While the study sheds light on stimulant use, this model will not transfer so easily to other drug use profiles, particularly opiates and depressants such as alcohol.

IndyCar racer busted for DUI

IndyCar Series driver A.J. Foyt is facing charges for driving under the influence of alcohol in Mecklenburg County, North Carolina.

The 22-year-old, who lives in Huntersville, N.C., was arrested on December 10 after running a stop light. He was released after posting a $1,000 bond, and will have to appear in court on April 9 to answer to the DUI charges. Source.
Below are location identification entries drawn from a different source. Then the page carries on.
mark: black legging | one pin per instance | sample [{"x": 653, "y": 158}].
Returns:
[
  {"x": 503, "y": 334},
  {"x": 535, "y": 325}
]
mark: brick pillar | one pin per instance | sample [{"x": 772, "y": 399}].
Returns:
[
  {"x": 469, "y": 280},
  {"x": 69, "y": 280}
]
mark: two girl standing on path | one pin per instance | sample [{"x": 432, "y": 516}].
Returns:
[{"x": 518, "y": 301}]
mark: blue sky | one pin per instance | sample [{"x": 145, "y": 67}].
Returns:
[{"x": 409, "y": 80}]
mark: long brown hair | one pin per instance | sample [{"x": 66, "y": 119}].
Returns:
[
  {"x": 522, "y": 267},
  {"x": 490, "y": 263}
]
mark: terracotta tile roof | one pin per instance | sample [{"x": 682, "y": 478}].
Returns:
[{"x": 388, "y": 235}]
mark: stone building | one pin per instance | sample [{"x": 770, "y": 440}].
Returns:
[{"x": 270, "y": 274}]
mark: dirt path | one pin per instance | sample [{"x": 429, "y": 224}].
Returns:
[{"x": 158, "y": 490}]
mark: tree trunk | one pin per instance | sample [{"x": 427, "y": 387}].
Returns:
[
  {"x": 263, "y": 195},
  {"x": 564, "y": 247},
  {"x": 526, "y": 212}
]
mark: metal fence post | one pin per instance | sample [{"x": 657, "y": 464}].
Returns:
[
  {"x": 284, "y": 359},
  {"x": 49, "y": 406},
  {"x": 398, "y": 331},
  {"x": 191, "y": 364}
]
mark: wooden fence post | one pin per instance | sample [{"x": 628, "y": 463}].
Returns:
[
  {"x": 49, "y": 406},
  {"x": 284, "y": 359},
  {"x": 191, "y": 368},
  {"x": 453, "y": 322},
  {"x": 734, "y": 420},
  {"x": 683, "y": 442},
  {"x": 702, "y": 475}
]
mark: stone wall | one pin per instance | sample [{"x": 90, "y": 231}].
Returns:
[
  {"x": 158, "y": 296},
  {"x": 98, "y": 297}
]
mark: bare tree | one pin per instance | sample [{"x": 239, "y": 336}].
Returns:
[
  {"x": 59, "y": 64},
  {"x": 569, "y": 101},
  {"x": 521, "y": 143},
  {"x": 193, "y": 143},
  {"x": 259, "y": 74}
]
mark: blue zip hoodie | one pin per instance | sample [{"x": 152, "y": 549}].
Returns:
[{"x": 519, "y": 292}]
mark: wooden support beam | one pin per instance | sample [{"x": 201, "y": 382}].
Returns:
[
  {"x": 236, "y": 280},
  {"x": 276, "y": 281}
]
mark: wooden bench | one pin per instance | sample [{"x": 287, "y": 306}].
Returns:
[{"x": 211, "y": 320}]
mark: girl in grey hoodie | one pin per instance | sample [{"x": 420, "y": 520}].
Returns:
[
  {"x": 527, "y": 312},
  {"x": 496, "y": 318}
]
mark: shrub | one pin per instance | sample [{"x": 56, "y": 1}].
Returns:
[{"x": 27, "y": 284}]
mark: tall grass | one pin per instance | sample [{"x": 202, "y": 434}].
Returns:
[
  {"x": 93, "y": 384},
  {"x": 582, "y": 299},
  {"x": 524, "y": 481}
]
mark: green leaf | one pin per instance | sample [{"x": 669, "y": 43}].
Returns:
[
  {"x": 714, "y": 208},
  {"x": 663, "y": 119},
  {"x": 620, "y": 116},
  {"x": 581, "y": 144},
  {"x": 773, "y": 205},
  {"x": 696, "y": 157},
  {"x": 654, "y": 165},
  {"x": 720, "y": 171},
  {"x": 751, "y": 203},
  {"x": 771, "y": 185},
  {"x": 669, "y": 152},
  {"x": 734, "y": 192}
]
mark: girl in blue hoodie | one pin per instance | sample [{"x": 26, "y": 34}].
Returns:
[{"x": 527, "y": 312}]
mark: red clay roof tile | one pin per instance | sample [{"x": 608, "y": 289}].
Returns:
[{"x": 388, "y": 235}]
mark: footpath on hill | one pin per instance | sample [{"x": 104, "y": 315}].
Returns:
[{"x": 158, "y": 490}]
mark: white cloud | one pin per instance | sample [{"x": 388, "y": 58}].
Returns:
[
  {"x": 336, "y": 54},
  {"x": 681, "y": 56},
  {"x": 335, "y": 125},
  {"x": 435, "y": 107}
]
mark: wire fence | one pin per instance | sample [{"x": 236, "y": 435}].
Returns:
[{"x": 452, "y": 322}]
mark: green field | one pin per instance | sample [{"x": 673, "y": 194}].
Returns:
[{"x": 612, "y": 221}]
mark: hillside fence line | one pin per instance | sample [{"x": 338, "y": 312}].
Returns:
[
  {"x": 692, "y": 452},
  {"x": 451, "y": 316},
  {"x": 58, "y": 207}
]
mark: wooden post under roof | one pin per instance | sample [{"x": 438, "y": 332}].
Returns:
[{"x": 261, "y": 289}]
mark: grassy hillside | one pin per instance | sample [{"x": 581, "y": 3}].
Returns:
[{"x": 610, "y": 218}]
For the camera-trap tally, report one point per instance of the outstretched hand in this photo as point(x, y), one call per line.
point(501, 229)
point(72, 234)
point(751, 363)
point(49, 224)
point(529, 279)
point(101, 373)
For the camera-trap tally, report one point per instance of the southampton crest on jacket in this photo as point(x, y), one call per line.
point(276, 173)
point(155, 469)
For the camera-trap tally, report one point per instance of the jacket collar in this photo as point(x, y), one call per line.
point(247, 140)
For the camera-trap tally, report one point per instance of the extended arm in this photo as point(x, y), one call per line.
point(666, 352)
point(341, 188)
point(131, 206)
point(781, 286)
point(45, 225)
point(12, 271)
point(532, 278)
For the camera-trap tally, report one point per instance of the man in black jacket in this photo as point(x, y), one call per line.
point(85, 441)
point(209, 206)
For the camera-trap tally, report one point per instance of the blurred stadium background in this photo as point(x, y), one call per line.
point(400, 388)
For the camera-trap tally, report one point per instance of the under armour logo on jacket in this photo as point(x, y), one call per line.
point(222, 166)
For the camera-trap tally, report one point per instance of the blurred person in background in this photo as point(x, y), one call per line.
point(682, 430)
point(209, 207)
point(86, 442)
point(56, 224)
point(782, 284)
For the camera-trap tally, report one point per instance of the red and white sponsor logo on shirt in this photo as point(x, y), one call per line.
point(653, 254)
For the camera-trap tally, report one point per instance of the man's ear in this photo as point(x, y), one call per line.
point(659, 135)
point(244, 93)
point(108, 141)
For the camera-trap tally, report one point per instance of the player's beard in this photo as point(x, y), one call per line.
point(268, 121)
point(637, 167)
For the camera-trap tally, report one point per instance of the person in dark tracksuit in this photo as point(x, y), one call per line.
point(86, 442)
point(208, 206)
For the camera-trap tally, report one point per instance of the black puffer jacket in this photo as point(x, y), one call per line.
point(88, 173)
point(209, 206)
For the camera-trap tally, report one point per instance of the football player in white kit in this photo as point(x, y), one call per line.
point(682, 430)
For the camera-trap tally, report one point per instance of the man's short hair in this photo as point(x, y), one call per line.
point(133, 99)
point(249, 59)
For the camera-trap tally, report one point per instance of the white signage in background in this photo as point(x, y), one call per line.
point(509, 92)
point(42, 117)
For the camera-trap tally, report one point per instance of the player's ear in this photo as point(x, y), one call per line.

New Recovery blog reader Taylor M., who contributed this item, writes:
It will be interesting to see how the IRL handles this- especially given how backwards they are about tobacco and how much alcohol sponsorship is worth to the racing industry in general. It is interesting to note that drinking alcohol at all is generally considered a no-no in pro racing, most drivers only drink on the podium. There are some notable exceptions (Kimi Raikkonen ) but mostly it's frowned upon even if alcohol sponsorship isn't.

Thursday, March 01, 2007

Brief skills training is effective to curb college drinking

A study in Swedish colleges, where over-use of alcohol is widespread, showed that a Brief Skills Training Program was effective in reducing alcohol consumption over a two-year period.

Students were randomly assigned to a brief skills training program (BSTP) with interactive lectures and discussions, a twelve-step–influenced (TSI) program with didactic lectures by therapists trained in the 12-step approach, and a control group. More than three quarters of the students were rated "high risk" on an alcohol consumption score.

At follow-up two years later, the high-risk students who had received the BSTP program showed significantly better outcomes than high-risk students who had undergone TSI. The TSI students did no better than the control group.

The study results are in the March issue of Alcoholism: Clinical and Experimental Research. Abstract.